Old notes on overfitting

Computer sciences

machine learning

While most of this barely scratch the surface, it is a good starting point.

Author

Fujimiya Amane

Published

May 14, 2021

Overfitting in machine learning, as well as statistic and data science, is when the predicting model is too complex, hence it is inefficient of gaining or adapting to newer data and cases.

Generalization refers to your model’s ability to adapt properly to new, previously unseen data, drawn from the same distribution as the one used to create the model. If the model is overfitting, it is unable to adapt that much, and the same goes for the opposite, which is underfitting.

Generally, we say the model is overfitting if the ratio of \[\frac{\text{complexity of the model}}{\text{training set size}}\] is too high, and underfitting if that is too low.

Let’s take an example.

Suppose you have a situation that the task is to distinguish between sick (blue) and healthy (orange) tree.

Now, we have a model that can separate quite accurate with low loss:

But this is when the data is quite discrete, and have low noise. Now we observe that when adding new data into the pool, the model pretty much adapt poorly to the new data:

We can see there are many tress left behind, or being mis-categorized. So why this is happening?

The Peril of Overfitting Overfitting, in a nutshell, means take into account too much information from your data and/or prior knowledge, and use it in a model. To make it more straightforward, consider the following example: you’re hired by some scientists to provide them with a model to predict the growth of some kind of plants. The scientists have given you information collected from their work with such plants throughout a whole year, and they shall continuously give you information on the future development of their plantation.

So, you run through the data received, and build up a model out of it. Now suppose that, in your model, you considered just as many characteristics as possible to always find out the exact behavior of the plants you saw in the initial dataset. Now, as the production continues, you’ll always take into account those characteristics, and will produce very fine-grained results. However, if the plantation eventually suffer from some seasonal change, the results you will receive may fit your model in such a way that your predictions will begin to fail (either saying that the growth will slow down, while it shall actually speed up, or the opposite).

Apart from being unable to detect such small variations, and to usually classify your entries incorrectly, the fine-grain on the model, i.e., the great amount of variables, may cause the processing to be too costly. Now, imagine that your data is already complex. Overfitting your model to the data not only will make the classification/evaluation very complex, but will most probably make you error the prediction over the slightest variation you may have on the input.

Essentially:

We want the balance between fitting the data well and having the model simple as possible.
Overfitting is the event happens because of the overcomplexity of a model, to a given extend and given training data, that let it be inefficient and poorly adaptable to newer, never-before-seen situations.
Intuitively, machine learning is the study that conforms and in true realization, of learning from patterns. Because of this, we are finding the probability distribution of specific situations, or different cases of the same problem and have to learn to predict and do the task for all unforeseeable cases. Hence, a training data set is insufficient to prepare for unlimited amount of special, edge cases and others. If the model fits too well, me might conceive this as being unreliable to new data and overall handling.
Similarly, underfitting - meaning the model does not fit the training data set enough, means the same.

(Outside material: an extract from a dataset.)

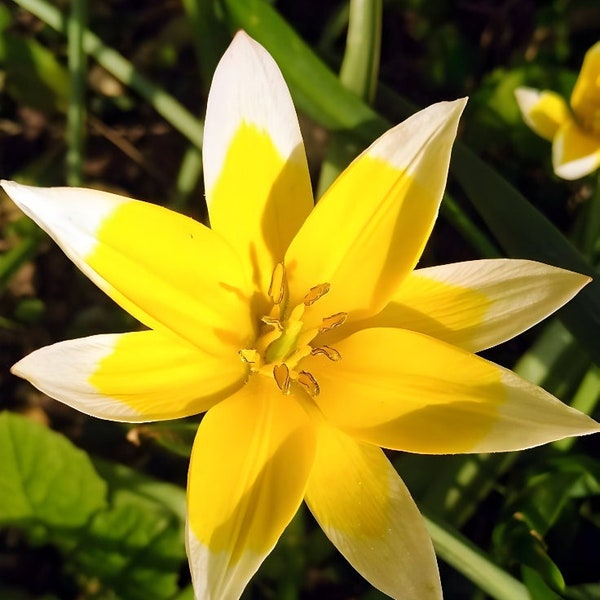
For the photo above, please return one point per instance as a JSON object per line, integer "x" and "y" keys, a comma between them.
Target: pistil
{"x": 284, "y": 341}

Another example of underfitting and overfitting is shown:

Hence, a principle in machine learning is, the modern of Ockham’s: > Principle of modelling > The less complex an ML model, the more likely that a good empirical result is not just due to the peculiarities of the sample.

In modern day, statistical learning theory is the field that resolves this problem. From this, we concluded of the generalization bounds. Of this bound, we see that the model’s ability to generalize to new data is based on 2 main factors:

\[ \text{Generalizing ability} \longrightarrow \begin{cases} \text{model complexity} \\ \text{training data's performances} \end{cases} \]

To examine and get the model ready for unforeseeable data, we divide the training data into: - Training set: to train the model. - Test set: to test the model.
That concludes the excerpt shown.